We could have moved everything to ExternalRef
elements,
but that would have a couple of disadvantages:
losing semantic information, no longer identifying the elements as references to protocols; and
losing the other existing attributes (e.g., comments, review information, etc.)
I've marked the ticket as Critical, as it's blocking the work on the database cleanup.
What are your thoughts, ~oseipokuw and ~mbeckwit?
Your recommended approach looks good to me. I do not see any downside to this approach. I like the fact that we get to see the NCT ID in XMetal and the existing comments are preserved. Will the new nct_id attribute be editable? We are currently adding new protocol links as external refs which works fine but there is no way to run reports against that and do periodic reviews of the protocol links. It looks like these changes may allow us to overcome that limitation but that is a conversation for another day. 🙂
Yes, the nct_id
attribute will be editable.
The schema change has been installed on DEV, and the global change was run in test mode.

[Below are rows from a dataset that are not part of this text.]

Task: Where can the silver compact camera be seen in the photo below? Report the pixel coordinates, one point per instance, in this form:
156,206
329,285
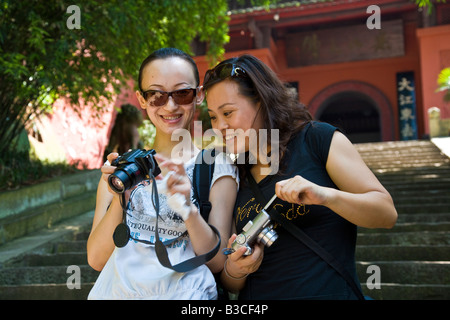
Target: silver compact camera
259,229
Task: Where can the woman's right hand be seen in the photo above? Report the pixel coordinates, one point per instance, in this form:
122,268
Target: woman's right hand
238,265
107,168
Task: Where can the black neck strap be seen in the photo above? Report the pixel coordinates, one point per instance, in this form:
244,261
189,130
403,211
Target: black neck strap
122,235
305,239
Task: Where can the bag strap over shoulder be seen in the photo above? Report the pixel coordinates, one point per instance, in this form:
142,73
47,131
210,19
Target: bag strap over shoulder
201,180
306,240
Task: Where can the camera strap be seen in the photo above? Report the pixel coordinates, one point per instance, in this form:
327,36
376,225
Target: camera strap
305,239
122,235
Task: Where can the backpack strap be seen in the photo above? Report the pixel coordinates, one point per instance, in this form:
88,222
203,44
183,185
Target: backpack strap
201,180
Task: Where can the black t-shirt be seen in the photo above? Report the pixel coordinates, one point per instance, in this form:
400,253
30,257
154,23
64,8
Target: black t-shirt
290,270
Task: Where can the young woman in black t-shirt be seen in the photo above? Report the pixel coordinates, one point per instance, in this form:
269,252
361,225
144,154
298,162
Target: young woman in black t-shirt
323,186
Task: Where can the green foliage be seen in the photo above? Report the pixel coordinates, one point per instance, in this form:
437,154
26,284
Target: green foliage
41,59
444,83
427,4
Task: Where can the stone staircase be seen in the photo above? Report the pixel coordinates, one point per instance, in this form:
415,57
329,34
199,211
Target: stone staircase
413,258
43,231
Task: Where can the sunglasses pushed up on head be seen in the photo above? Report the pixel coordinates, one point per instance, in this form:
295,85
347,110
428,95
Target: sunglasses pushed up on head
223,71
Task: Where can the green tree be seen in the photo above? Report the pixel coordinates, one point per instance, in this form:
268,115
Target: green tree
43,58
444,83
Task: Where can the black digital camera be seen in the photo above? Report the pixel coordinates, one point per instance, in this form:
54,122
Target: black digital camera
133,167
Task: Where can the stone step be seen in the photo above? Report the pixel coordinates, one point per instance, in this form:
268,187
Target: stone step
71,246
420,199
424,207
19,225
408,272
411,226
50,291
53,259
423,218
399,291
405,238
403,252
44,275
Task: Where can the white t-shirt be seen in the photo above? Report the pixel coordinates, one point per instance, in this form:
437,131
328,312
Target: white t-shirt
134,272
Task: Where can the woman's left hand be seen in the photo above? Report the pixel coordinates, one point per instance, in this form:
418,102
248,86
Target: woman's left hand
298,190
178,181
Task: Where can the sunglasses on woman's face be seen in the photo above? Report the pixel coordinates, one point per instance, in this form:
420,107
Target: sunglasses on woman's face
158,98
224,71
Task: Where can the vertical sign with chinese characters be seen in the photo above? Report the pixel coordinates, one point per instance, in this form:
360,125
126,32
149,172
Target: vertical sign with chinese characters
406,93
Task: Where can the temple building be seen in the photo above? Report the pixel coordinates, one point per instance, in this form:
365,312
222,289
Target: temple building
369,67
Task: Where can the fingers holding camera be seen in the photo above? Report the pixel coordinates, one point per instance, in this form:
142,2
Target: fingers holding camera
239,265
107,168
298,190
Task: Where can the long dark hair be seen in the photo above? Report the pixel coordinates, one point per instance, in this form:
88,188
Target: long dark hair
280,109
164,53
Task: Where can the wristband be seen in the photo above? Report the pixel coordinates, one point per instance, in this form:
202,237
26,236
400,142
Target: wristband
230,276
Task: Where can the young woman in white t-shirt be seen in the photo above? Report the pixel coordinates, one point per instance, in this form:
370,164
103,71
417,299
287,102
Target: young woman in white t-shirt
133,271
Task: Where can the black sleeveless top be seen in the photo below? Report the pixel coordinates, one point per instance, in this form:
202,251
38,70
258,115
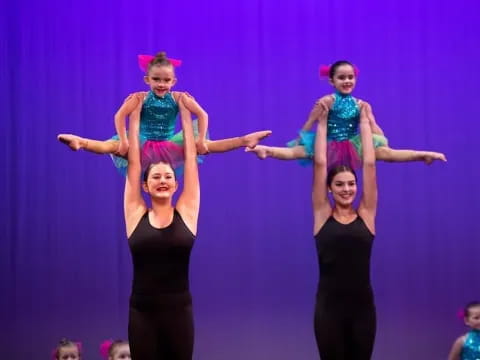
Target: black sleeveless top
160,257
344,252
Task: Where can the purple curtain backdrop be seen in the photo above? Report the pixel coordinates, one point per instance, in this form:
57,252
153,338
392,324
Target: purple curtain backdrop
65,266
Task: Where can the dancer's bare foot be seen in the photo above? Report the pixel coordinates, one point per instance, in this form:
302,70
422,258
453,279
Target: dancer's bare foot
260,150
251,140
74,142
430,156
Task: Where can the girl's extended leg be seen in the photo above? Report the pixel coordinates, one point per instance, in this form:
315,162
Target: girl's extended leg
385,153
250,141
76,143
280,153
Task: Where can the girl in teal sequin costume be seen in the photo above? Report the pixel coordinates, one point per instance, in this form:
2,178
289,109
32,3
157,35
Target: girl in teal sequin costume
157,122
467,347
344,145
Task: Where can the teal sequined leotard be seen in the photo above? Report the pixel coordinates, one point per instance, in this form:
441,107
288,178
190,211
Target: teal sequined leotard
157,139
471,347
344,144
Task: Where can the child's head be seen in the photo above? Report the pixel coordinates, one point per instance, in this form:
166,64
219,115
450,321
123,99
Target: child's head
343,76
471,314
67,350
160,181
342,184
115,350
160,74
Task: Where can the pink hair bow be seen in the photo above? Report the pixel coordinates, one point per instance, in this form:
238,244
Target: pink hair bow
55,351
324,71
144,60
104,348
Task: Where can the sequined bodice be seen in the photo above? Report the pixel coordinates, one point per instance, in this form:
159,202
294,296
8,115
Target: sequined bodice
343,118
158,116
471,347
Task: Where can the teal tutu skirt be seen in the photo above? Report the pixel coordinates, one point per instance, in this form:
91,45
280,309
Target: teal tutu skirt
169,151
347,152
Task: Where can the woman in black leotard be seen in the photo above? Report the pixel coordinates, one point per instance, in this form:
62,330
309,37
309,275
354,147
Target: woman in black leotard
345,311
160,239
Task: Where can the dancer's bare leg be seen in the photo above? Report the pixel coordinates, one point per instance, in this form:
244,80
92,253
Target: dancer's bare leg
250,141
385,153
281,153
76,143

https://cdr-dev.cancer.gov/cgi-bin/cdr/ShowGlobalChangeTestResults.py?dir=2018-08-07_18-18-41
Some trials (e.g., EORTC-10801) don't have NCT IDs, but the text
content of the ProtocolRef
element should still have enough
evidence to keep looking.
Does this global change take care of all of the links of concern for OCECDR-4478?

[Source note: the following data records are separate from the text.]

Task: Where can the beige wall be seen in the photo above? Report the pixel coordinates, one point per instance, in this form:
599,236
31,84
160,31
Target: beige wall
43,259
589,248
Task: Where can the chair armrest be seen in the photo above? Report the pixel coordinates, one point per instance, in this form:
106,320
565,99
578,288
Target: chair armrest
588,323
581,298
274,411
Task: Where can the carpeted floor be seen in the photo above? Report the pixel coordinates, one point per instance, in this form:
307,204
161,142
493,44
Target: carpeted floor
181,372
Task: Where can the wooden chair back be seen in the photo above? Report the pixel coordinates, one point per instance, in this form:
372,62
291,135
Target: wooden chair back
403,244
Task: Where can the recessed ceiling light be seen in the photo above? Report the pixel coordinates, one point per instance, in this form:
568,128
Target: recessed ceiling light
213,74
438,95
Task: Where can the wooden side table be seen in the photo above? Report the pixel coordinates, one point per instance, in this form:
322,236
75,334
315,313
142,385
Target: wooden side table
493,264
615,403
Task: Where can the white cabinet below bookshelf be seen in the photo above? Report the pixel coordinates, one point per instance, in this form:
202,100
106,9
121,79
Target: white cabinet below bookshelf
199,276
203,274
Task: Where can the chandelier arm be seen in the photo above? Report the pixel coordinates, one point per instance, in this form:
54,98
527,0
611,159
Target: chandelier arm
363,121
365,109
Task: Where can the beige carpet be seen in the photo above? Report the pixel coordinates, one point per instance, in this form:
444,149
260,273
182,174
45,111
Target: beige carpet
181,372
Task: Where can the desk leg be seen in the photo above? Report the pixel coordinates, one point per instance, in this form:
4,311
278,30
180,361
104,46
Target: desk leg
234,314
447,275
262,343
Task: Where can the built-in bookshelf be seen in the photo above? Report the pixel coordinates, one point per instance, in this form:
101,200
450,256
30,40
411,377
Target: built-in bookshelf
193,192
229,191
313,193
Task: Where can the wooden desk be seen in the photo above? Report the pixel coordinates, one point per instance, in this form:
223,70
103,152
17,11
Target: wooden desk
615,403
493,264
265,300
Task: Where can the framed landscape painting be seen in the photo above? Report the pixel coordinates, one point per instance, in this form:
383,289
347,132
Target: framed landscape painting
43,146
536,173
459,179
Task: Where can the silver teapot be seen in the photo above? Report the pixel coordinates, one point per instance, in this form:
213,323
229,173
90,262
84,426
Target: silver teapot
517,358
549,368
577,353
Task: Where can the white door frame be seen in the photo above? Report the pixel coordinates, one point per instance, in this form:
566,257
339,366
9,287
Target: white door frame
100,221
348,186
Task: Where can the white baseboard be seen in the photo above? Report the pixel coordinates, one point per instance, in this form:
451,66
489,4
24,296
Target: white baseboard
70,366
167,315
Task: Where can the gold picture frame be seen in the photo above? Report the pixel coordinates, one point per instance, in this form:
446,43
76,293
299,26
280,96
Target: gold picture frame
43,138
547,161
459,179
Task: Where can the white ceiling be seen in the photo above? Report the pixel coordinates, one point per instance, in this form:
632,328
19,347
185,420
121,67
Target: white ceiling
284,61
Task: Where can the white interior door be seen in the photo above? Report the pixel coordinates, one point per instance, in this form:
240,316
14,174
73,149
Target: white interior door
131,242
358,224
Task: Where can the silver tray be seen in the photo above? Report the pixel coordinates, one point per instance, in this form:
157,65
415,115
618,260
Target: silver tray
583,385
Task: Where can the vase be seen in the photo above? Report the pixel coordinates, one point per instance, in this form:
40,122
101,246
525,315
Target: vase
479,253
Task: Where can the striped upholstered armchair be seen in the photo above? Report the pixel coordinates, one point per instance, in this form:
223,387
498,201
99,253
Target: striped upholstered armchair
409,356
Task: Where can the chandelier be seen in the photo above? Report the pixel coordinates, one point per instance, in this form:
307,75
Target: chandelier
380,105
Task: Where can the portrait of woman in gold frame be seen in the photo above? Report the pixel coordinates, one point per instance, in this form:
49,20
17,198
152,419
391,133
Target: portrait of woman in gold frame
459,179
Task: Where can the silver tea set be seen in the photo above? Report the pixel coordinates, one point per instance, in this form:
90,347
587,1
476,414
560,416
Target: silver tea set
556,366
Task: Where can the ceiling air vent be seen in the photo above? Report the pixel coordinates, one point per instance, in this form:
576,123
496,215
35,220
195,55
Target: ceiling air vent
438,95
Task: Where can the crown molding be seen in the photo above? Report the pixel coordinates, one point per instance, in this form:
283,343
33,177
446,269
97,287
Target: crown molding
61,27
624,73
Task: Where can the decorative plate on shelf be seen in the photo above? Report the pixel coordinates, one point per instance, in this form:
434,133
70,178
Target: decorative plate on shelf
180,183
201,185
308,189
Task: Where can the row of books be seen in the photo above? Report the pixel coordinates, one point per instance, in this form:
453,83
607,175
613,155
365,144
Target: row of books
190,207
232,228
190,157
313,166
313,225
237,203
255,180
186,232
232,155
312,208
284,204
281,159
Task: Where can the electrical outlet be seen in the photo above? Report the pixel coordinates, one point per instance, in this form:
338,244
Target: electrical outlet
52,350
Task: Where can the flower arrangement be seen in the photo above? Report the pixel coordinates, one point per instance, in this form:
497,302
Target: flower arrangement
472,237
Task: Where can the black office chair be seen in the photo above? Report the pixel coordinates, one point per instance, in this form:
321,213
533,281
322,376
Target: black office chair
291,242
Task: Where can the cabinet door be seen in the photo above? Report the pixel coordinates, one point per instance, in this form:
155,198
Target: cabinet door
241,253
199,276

Yes, it does. The test results look good. Please run in live mode on DEV.
Live mode has completed on DEV. Please review.
Verified on DEV. Please run in test mode on QA.
It will be good to run a publishing job on QA or STAGE, after testing, so we can review the results and compare with what is currently on Cancer.gov.
Test mode is complete on QA.
Verified. Please run in live mode on QA.
Sure. I have installed the temporary schema, adding the optional
nct_id
attribute to the ProtocolRef
element,
and making the cdr:href
attribute optional. Next steps (I
think) are:
~volker runs a Summary publishing job on QA
I run the global change job on QA in live mode
I install the permanent schema, removing the
cdr:href
attribute from ProtocolRef
I modify the DTDs on CDR QA to remove the href
attribute from the ProtocolRef
element
I install the modifications to CDR0000335424.xml (Denormalization Filter: Summary) on QA
~oseipokuw reviews the results of the live global change on QA
~volker makes whatever comparable changes to the DTD on GateKeeper QA as are necessary
~volker runs a second Summary publishing job on QA and does the before/after comparison
We proceed to the upper tiers
Does this sound right? Ideally, step #1 can be finished in time for me to take care of the next four steps before heading out of town. Is that feasible, ~volker?
(EDIT): I added another step above, adjusting the summary denormalization filter so it no longer tries to map CDR IDs to NCT IDs (now that the documents represented by those CDR IDs are gone).
(SECOND EDIT): I added yet another step for ~oseipokuw to take a look at the results of the live global change on QA.
One little footnote to all of this: bear in mind that since the protocol documents have been removed from QA, all of the ProtocolRef markup will be stripped from the exported summaries by the "before" job. Just didn't want any shocking surprises. :-)
Step #1: Completed.
Steps #2-5 completed.
Over to you, ~oseipokuw, for step #6, then ~volker for #7.
Step # 6 Completed. The changes look good on QA.
After ~volker takes care of steps #7 and #8, and I'm back from vacation, we can
install the interim schema (adding nct_id
) on
STAGE
run the global change job on STAGE in live mode
review the results of the global change
install the permanent schema, removing the cdr:href
attribute from ProtocolRef
modify the DTDs on STAGE (with CBIIT's assistance)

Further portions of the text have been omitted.